4.4.2 If the taking of a view should present the Court with additional or different information to that provided in Court, or information that no witness has correctly or accurately addressed in evidence in Court, and the Court considers the information is of a significance that might influence it in determining the proceedings, the parties will be consulted by minute of the Court, or orally at a reconvening of the hearing, or via a judicial conference. The purpose of such consultation will be for steps to be put in train to ensure that the parties are duly heard in relation to the information concerned before the case is determined.

4.5 Costs

4.5.1 Where an appeal is withdrawn after being set down for hearing, the Court will normally award costs against the appellant in favour of the other parties in respect of their preparation for hearing.

4.5.2 Where an appeal under the First Schedule to the RMA has proceeded to a hearing, costs will not normally be awarded to any party.

4.5.3 If the decision appealed against would have imposed an unusual restriction upon the appellant's rights, and the restriction is not upheld, costs may be awarded against the respondent. On other appeals, the Court will not normally award costs against the public body whose decision is the subject of the appeal.
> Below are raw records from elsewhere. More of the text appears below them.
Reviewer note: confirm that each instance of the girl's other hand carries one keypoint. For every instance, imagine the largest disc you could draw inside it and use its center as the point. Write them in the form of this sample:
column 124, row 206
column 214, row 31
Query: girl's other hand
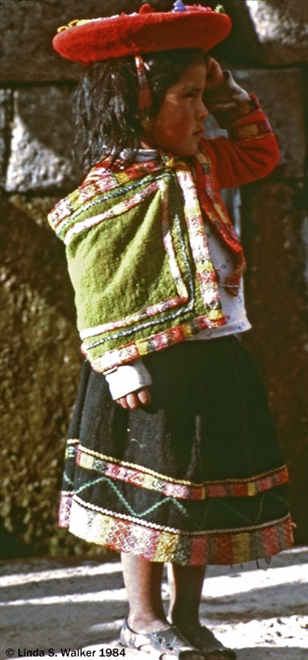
column 214, row 73
column 135, row 399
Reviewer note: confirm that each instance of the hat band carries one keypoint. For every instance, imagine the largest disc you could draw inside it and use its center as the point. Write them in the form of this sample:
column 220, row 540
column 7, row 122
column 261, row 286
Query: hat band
column 144, row 92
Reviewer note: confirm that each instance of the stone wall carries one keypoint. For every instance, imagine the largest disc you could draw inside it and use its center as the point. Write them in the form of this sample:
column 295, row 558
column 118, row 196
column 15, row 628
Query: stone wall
column 39, row 349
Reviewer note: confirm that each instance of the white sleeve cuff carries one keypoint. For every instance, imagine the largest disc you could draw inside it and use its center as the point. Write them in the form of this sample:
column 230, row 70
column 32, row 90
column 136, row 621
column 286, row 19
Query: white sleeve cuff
column 128, row 378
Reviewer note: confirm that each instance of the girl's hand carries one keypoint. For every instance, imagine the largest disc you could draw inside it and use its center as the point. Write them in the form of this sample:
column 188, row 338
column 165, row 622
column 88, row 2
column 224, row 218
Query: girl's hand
column 214, row 73
column 135, row 399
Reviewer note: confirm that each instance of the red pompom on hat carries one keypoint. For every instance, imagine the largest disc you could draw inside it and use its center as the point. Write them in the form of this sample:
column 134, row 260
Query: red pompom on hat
column 186, row 26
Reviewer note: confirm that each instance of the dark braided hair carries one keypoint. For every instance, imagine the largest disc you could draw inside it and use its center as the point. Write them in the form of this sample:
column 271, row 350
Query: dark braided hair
column 106, row 103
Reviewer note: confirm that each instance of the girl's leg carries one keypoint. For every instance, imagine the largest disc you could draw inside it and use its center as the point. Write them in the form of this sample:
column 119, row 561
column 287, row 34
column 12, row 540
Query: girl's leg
column 185, row 594
column 143, row 585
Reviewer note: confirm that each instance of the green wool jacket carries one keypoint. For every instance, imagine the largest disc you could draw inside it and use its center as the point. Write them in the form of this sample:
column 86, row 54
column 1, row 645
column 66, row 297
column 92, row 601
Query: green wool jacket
column 136, row 245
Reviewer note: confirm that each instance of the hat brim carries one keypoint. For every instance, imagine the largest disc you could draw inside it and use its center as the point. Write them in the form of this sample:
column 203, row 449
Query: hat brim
column 124, row 35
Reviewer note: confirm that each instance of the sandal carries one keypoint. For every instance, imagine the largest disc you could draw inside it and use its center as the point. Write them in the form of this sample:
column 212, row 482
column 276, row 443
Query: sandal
column 205, row 641
column 169, row 643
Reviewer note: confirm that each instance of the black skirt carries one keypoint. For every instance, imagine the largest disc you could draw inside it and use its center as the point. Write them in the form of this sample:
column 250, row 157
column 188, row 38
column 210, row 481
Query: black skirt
column 197, row 477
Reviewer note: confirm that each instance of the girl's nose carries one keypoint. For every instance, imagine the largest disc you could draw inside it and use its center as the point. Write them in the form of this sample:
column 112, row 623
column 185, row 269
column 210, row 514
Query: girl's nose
column 202, row 111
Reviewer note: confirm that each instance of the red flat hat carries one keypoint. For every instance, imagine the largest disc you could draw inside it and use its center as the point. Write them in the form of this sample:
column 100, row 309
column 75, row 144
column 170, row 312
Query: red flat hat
column 186, row 26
4.5.4 One factor which will be relevant in considering whether to order payment of costs, and in fixing the amount of an award, will be whether any party has been required to prove undisputed facts which, in the Court's opinion, should have been admitted by other parties. In particular, a party may avoid liability for the costs of other parties proving undisputed facts by lodging and serving a statement specifying which of the statements or findings of fact contained or referred to in the respondent's decision the party admits, and which of them the party requires to be proved at the appeal hearing. Any such statement should be made within 15 working days of receipt of the respondent's reply to the notice of appeal.
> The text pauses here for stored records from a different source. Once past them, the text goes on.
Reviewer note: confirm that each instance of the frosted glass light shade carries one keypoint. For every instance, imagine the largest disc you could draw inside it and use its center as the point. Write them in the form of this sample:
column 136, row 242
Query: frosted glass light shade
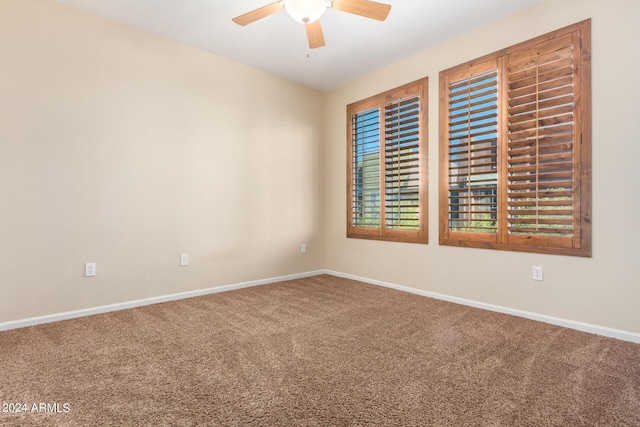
column 305, row 11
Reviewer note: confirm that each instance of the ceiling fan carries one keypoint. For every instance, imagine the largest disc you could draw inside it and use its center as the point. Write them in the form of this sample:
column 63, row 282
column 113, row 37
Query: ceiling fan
column 308, row 13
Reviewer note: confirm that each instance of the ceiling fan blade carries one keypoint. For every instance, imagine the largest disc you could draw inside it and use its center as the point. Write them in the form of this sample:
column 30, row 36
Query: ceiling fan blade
column 315, row 35
column 259, row 13
column 368, row 9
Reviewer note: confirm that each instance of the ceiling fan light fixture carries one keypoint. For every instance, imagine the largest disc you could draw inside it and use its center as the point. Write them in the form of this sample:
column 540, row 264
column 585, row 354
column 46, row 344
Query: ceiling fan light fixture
column 306, row 11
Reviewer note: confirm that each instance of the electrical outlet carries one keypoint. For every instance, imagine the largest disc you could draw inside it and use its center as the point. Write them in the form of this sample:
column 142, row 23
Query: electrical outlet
column 537, row 273
column 184, row 260
column 90, row 269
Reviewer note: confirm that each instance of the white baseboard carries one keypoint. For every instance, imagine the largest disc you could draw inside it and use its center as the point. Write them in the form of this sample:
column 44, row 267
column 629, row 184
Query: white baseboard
column 147, row 301
column 580, row 326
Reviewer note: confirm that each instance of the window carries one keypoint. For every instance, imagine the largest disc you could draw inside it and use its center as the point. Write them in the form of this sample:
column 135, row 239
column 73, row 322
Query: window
column 387, row 162
column 515, row 147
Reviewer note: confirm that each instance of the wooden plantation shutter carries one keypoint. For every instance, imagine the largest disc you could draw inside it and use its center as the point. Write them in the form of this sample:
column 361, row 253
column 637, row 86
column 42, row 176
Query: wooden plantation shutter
column 366, row 169
column 543, row 148
column 402, row 164
column 523, row 112
column 387, row 166
column 473, row 156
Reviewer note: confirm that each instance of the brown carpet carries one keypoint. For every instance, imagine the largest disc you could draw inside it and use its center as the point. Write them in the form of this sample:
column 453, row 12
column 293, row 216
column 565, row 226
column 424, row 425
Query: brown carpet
column 319, row 351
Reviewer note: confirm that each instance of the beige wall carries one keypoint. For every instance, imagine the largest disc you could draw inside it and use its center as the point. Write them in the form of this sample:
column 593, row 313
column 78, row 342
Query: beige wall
column 603, row 290
column 124, row 148
column 127, row 149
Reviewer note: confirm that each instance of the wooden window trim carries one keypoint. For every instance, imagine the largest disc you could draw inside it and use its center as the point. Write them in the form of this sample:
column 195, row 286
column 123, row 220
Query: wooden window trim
column 417, row 88
column 580, row 244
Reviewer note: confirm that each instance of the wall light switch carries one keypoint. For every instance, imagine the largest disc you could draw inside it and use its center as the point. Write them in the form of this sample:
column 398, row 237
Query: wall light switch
column 184, row 260
column 537, row 273
column 90, row 269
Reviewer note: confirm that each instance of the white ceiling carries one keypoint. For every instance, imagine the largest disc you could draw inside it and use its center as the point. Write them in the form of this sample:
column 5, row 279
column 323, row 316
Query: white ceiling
column 355, row 46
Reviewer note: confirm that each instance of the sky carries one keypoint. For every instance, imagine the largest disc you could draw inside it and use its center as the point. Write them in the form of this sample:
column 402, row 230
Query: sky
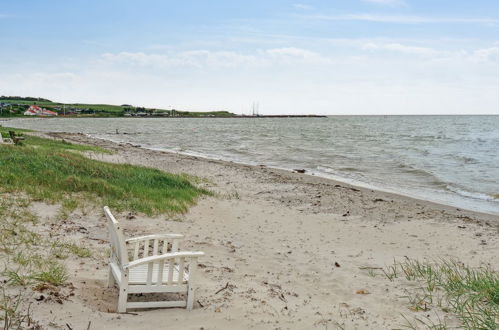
column 344, row 57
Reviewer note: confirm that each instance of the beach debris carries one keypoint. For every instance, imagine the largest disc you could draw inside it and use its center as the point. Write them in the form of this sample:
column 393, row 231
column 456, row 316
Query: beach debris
column 224, row 288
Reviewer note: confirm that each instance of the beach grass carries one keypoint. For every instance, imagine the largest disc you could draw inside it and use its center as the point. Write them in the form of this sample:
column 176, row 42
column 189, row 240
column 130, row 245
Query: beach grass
column 55, row 171
column 471, row 294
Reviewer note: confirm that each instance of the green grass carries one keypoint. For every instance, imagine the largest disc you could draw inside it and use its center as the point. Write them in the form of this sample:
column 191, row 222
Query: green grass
column 472, row 294
column 50, row 170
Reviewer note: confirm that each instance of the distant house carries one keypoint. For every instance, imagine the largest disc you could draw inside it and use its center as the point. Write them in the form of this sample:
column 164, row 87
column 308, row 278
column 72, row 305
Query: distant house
column 35, row 110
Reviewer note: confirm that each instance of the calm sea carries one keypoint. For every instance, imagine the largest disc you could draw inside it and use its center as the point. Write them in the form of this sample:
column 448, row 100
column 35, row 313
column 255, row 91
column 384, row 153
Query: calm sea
column 448, row 159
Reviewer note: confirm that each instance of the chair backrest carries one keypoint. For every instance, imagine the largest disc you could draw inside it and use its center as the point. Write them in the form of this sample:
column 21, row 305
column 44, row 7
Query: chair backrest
column 116, row 238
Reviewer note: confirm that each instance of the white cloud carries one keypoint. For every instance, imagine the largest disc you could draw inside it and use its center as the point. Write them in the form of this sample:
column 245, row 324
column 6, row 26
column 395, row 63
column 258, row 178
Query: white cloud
column 414, row 79
column 404, row 19
column 486, row 54
column 387, row 2
column 302, row 6
column 400, row 48
column 216, row 59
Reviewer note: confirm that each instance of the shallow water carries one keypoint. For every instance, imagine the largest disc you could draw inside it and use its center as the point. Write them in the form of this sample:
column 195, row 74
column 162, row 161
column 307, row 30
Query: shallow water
column 448, row 159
4.5.5 In giving the decision on an appeal, the Court may reserve costs without indicating whether or not an award will be made.

4.5.6 If no timetable for dealing with costs is set in the substantive decision, the default position, which applies whether or not costs are expressly reserved, is that -

  • any party claiming costs should lodge a claim, supported by particulars, within 10 working days of the date of issue of the decision; and
  • any party from whom costs are sought should lodge a reply within a further 10 working days; and
  • the applicant for costs may respond within a further 5 working days to any relevant matter raised for the first time in the reply.
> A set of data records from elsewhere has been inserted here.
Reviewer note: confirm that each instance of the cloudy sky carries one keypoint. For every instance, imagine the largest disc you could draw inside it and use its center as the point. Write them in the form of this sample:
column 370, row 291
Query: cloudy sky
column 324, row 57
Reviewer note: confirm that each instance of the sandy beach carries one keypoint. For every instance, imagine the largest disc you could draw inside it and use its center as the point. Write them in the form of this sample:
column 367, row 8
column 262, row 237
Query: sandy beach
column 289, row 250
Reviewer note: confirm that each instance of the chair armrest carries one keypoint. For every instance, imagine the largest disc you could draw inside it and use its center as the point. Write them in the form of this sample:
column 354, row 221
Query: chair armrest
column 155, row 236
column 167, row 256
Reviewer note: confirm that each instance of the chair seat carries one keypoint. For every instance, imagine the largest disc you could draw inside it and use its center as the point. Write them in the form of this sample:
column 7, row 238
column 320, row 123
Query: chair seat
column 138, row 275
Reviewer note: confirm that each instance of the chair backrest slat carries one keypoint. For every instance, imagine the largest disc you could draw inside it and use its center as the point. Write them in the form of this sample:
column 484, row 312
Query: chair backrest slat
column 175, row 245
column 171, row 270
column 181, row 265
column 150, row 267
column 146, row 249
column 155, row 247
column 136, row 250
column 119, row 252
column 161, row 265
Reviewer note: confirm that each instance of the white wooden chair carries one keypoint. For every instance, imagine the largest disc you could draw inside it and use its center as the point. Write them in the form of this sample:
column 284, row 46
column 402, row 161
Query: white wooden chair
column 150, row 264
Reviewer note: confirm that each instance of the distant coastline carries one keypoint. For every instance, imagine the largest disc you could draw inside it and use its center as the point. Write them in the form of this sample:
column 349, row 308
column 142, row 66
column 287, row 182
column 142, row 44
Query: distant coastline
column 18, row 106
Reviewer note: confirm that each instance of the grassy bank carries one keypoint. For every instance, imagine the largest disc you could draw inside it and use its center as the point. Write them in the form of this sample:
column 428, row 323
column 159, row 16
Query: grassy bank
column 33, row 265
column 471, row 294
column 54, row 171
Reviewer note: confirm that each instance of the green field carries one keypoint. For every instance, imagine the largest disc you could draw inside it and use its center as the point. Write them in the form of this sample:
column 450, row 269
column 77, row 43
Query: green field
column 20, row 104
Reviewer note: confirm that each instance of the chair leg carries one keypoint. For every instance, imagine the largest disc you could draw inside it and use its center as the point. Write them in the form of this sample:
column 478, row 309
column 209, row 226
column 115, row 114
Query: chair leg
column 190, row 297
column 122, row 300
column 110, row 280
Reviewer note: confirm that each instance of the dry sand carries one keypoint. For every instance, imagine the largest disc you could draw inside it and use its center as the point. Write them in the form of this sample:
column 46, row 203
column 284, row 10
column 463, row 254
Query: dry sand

4.6 Communicating with the Court

4.6.1 Where any party seeks to communicate with the Court on any matter relating to the merits of the case or its outcome, otherwise than in open Court or at a judicial conference, such communication must be by way of a memorandum lodged with the Registrar and served on other parties, so that other parties may have the opportunity to respond. It is generally inappropriate to seek to communicate with the Court after a hearing has concluded and prior to the issue of the Court's decision.